Burwen D R, Banerjee S N, Gaynes R P
Hospital Infections Program, Centers for Disease Control and Prevention, US Public Health Service, Atlanta, Georgia.
J Infect Dis. 1994 Dec;170(6):1622-5. doi: 10.1093/infdis/170.6.1622.
To examine temporal trends in ceftazidime resistance, susceptibility data reported to the National Nosocomial Infections Surveillance system during 1987-1991 were analyzed among nosocomial Enterobacter species, Klebsiella pneumoniae, and Pseudomonas aeruginosa. Linear increases in resistance were observed for Enterobacter species and K. pneumoniae. One hospital experienced a dramatic rise from 1.0% in 1987-1989 to 40% in 1990-1991 (P < .001) in ceftazidime resistance among K. pneumoniae isolates. No increase was observed during this period for P. aeruginosa. Logistic regression analysis confirmed these trends (or the lack thereof) for Enterobacter species and P. aeruginosa; for K. pneumoniae, ceftazidime resistance was found to be increasing among isolates from teaching hospitals and intensive care units. Ceftazidime resistance is an emerging problem that has the potential for dramatic increases. Selective pressures for the development of ceftazidime resistance need to be identified and addressed.
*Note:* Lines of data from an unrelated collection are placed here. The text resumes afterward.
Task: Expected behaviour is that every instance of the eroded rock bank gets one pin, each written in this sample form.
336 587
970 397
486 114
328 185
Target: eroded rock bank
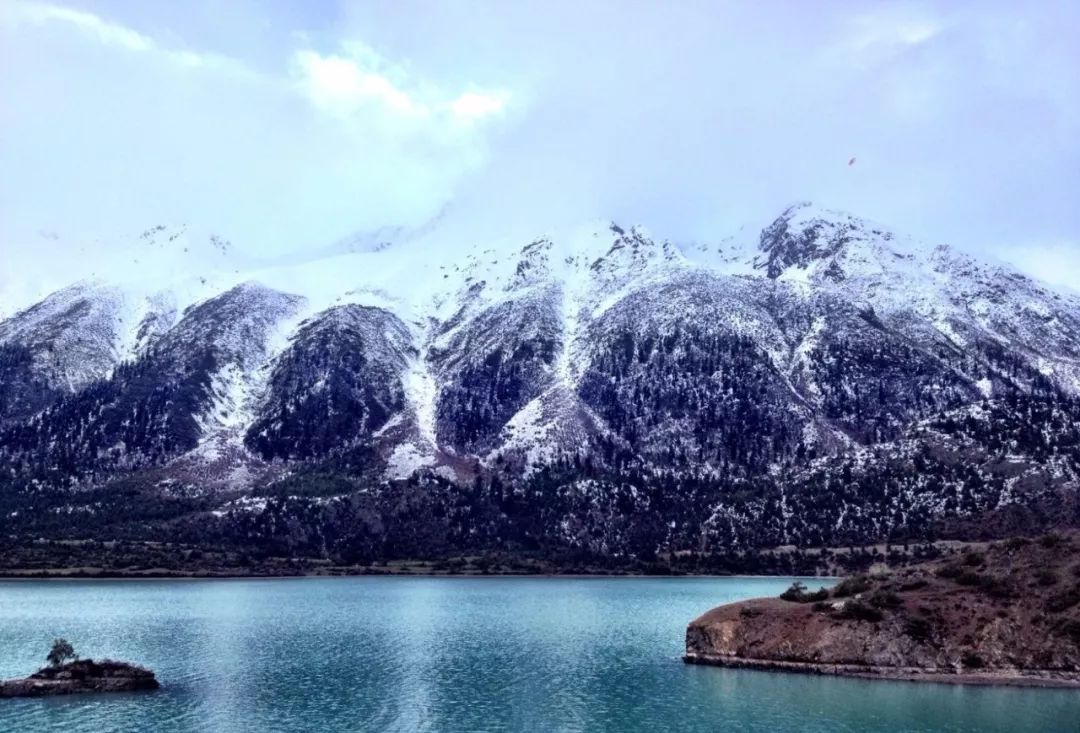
81 676
1009 614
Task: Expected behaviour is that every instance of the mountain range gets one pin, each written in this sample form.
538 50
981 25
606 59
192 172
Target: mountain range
592 390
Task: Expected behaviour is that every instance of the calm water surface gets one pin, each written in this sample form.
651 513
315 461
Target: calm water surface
448 655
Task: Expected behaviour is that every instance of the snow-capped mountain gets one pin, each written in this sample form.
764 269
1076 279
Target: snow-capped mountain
593 388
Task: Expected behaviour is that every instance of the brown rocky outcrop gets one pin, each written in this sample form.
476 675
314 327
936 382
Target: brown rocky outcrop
79 677
1007 614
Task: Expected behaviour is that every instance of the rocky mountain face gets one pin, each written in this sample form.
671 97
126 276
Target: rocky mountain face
595 391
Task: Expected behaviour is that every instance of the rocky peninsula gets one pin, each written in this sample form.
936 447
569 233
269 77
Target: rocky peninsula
81 676
1009 614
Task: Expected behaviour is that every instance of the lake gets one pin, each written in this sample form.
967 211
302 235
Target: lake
451 654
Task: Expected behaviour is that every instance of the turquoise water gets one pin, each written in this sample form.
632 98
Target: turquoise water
451 654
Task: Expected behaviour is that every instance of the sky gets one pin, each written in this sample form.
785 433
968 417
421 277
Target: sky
287 125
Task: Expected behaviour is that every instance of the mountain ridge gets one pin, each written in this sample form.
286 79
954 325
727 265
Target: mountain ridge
595 389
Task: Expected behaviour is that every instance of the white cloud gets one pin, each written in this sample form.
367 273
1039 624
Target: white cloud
19 13
360 79
1054 261
106 130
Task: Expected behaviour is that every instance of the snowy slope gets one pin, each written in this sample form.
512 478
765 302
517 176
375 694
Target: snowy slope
497 351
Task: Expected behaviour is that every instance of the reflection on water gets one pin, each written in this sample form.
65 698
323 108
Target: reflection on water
451 654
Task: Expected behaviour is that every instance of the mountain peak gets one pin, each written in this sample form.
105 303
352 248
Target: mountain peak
806 234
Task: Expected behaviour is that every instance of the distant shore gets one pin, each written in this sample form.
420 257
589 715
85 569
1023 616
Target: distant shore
1027 679
90 574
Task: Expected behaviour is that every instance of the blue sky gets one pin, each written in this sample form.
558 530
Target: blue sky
286 125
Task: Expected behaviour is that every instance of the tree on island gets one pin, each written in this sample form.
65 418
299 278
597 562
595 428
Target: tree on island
61 652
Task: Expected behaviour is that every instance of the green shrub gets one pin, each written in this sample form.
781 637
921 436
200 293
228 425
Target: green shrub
972 661
851 586
918 628
860 611
798 594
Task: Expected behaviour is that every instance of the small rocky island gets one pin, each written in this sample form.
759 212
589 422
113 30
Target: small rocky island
1006 613
68 675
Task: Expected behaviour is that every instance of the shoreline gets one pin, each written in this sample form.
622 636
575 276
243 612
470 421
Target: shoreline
52 575
1040 678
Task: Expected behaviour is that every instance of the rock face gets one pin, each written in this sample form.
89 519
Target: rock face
81 676
1010 614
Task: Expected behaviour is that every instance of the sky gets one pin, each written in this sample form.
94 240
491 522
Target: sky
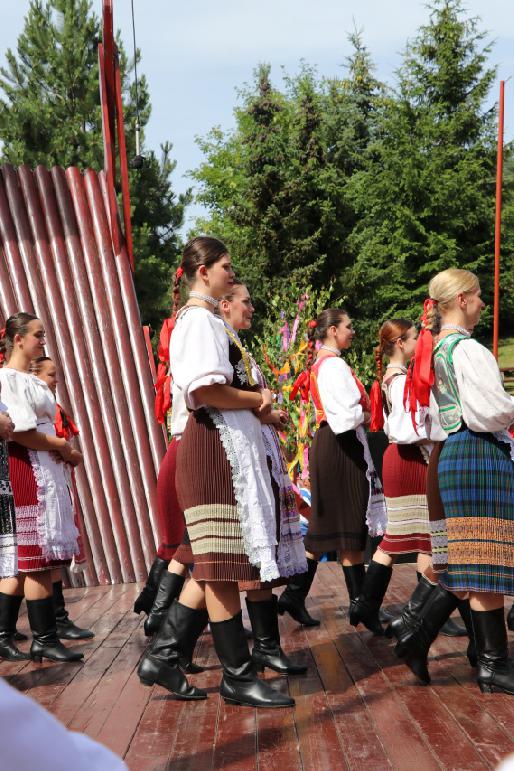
196 54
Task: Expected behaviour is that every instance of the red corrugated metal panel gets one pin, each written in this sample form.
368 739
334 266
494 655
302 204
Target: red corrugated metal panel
57 260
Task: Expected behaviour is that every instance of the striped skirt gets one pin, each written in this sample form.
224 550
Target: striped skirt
206 495
476 481
404 475
23 482
340 492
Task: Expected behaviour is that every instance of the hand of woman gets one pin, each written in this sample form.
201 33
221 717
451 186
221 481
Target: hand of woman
6 427
267 402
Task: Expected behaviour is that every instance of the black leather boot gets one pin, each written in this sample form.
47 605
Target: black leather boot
266 648
9 608
510 618
169 589
465 614
66 629
45 643
145 600
196 622
240 684
495 669
435 612
404 624
161 663
364 608
292 601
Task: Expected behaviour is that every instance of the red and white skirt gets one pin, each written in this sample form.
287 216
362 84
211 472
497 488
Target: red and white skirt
404 474
24 487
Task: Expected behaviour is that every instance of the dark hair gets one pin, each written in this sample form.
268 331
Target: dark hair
15 325
202 250
388 334
318 328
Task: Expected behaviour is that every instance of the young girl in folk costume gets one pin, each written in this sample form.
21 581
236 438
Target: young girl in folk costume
223 486
404 477
47 536
44 368
475 475
346 492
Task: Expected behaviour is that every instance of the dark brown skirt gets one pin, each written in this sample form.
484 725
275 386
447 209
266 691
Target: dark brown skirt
340 492
206 495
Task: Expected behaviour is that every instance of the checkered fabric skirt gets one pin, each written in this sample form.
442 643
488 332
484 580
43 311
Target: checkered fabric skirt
476 480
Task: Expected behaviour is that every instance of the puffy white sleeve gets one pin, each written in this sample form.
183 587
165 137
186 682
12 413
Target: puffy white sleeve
16 396
199 354
486 406
339 395
398 425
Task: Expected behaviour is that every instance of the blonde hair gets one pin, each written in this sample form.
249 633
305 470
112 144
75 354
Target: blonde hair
443 289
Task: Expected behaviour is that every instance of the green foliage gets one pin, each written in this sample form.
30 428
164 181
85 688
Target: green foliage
50 114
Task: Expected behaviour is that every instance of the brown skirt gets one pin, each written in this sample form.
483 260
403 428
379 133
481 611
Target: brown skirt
206 495
340 492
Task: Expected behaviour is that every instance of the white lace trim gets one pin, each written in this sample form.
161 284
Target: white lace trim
376 513
241 437
56 531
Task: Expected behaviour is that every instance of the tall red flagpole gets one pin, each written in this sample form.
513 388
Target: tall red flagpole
498 221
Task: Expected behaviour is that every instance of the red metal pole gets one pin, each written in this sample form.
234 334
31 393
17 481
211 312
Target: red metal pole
497 225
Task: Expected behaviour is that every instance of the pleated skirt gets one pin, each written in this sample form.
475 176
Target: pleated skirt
24 488
476 482
339 492
404 475
206 495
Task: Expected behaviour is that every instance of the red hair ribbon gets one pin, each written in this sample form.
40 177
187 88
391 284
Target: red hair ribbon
420 377
65 428
163 383
377 407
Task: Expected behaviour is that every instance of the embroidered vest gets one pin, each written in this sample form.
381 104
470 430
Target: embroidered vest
445 386
316 399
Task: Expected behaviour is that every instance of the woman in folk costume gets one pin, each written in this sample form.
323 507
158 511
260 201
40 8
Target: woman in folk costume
346 492
166 576
47 536
404 477
44 368
223 487
475 476
237 310
9 605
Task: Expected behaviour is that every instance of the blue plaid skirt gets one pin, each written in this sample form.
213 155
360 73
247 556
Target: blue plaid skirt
476 481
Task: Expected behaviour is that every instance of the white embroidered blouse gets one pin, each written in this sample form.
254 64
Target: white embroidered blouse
339 395
486 406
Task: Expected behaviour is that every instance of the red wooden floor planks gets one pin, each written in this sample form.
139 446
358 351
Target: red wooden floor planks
358 706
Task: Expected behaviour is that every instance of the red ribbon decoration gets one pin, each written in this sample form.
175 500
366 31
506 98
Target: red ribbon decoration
420 377
163 383
377 407
302 385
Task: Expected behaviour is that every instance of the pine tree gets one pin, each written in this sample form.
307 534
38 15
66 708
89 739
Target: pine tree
426 199
50 114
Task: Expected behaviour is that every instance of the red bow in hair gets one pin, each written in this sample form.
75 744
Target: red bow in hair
377 407
163 383
420 377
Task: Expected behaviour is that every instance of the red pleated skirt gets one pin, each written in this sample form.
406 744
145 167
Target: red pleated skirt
405 488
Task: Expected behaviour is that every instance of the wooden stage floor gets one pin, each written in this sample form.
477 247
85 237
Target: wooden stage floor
356 708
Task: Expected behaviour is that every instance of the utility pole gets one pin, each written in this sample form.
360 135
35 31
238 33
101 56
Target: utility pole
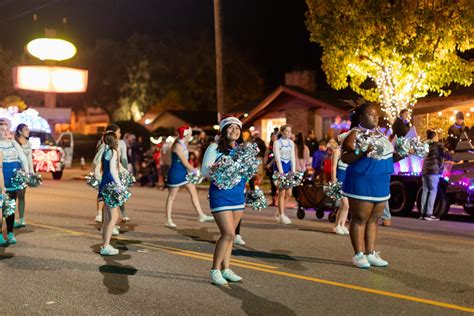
219 62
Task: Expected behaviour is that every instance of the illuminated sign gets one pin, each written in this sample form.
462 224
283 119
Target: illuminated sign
50 79
51 49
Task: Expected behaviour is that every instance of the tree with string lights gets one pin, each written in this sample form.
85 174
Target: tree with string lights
405 47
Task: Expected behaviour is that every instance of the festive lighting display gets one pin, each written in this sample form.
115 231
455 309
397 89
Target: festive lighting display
51 49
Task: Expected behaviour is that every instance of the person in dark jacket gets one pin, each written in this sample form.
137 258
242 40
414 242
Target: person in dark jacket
432 170
401 126
455 131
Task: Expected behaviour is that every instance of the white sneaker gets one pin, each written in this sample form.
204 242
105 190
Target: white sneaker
217 278
205 218
338 230
229 275
238 240
116 231
285 220
375 260
170 224
98 218
360 261
108 251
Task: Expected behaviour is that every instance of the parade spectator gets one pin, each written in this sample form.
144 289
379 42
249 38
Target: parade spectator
401 126
432 170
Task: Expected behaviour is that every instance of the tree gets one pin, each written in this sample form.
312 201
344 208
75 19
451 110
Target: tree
406 48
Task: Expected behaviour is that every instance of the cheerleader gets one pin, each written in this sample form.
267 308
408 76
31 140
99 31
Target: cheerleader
338 174
22 134
226 205
110 174
284 151
11 157
366 185
179 168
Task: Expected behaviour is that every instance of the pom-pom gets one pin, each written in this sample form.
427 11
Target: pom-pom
114 195
225 173
8 205
287 181
194 177
127 179
19 179
34 179
256 199
333 190
92 181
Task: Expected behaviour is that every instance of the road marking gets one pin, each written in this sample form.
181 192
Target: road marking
253 266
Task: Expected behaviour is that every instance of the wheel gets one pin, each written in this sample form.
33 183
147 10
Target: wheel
401 200
57 175
441 206
300 214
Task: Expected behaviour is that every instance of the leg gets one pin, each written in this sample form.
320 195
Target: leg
226 225
371 227
360 211
169 202
194 198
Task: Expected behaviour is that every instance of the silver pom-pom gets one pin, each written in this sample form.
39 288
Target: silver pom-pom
92 181
114 195
333 190
256 199
287 181
127 179
194 177
8 206
35 179
19 179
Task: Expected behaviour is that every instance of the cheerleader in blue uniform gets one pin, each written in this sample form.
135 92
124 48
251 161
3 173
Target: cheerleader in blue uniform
339 174
11 157
366 185
284 153
180 166
227 206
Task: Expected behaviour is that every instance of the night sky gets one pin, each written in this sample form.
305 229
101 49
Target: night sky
271 32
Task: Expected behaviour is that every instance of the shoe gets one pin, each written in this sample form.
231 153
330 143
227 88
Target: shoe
375 260
217 278
360 261
238 240
205 218
346 230
11 238
229 275
431 218
170 224
285 220
3 242
98 218
338 230
116 231
108 251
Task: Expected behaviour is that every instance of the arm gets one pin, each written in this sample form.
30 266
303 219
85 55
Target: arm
22 157
178 149
276 155
210 157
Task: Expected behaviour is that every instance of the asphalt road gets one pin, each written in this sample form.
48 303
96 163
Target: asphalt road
301 269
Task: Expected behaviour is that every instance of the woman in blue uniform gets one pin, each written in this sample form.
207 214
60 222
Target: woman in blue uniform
227 206
11 157
366 185
180 166
339 174
285 161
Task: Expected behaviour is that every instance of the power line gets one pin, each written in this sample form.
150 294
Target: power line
28 12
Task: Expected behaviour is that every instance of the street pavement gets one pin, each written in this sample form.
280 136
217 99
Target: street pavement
300 269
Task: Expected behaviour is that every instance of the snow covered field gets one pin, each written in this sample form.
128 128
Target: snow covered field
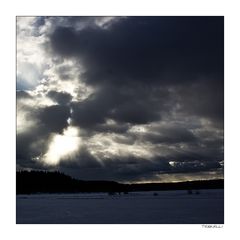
138 207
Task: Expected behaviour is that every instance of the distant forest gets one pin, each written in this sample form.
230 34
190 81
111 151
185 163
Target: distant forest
28 182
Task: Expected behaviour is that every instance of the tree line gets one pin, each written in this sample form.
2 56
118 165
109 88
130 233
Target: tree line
28 182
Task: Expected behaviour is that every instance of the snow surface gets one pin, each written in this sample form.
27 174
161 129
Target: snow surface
168 207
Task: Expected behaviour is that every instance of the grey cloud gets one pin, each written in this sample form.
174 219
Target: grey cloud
61 98
163 73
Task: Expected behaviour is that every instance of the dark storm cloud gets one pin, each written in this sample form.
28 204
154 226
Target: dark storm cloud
170 135
146 49
54 118
162 73
159 51
62 98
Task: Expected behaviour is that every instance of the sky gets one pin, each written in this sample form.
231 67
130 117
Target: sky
130 99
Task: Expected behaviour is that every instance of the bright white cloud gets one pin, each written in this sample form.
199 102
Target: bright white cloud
62 146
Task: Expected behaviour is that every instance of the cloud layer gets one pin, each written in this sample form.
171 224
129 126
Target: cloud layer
144 94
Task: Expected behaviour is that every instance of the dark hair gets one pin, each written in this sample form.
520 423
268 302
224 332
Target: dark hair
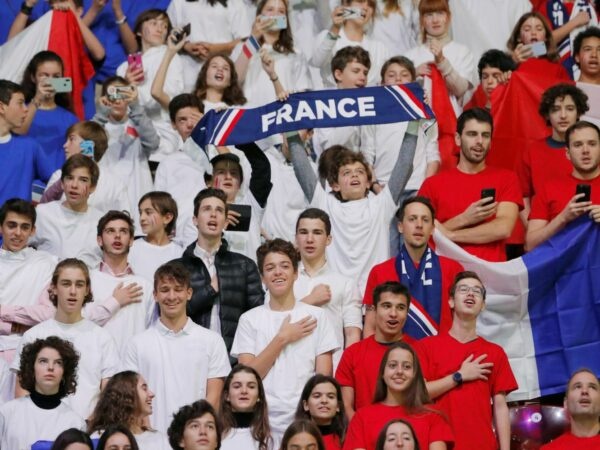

为研究头孢他啶耐药性的时间趋势,我们对1987 - 1991年期间向国家医院感染监测系统报告的医院内肠杆菌属、肺炎克雷伯菌和铜绿假单胞菌的药敏数据进行了分析。观察到肠杆菌属和肺炎克雷伯菌的耐药性呈线性增加。一家医院肺炎克雷伯菌分离株对头孢他啶的耐药性从1987 - 1989年的1.0%急剧上升至1990 - 1991年的40%(P <.001)。在此期间,铜绿假单胞菌未观察到耐药性增加。逻辑回归分析证实了肠杆菌属和铜绿假单胞菌的这些趋势(或无趋势);对于肺炎克雷伯菌,发现教学医院和重症监护病房分离株中的头孢他啶耐药性在增加。头孢他啶耐药性是一个新出现的问题,有可能急剧增加。需要确定并解决头孢他啶耐药性产生的选择性压力。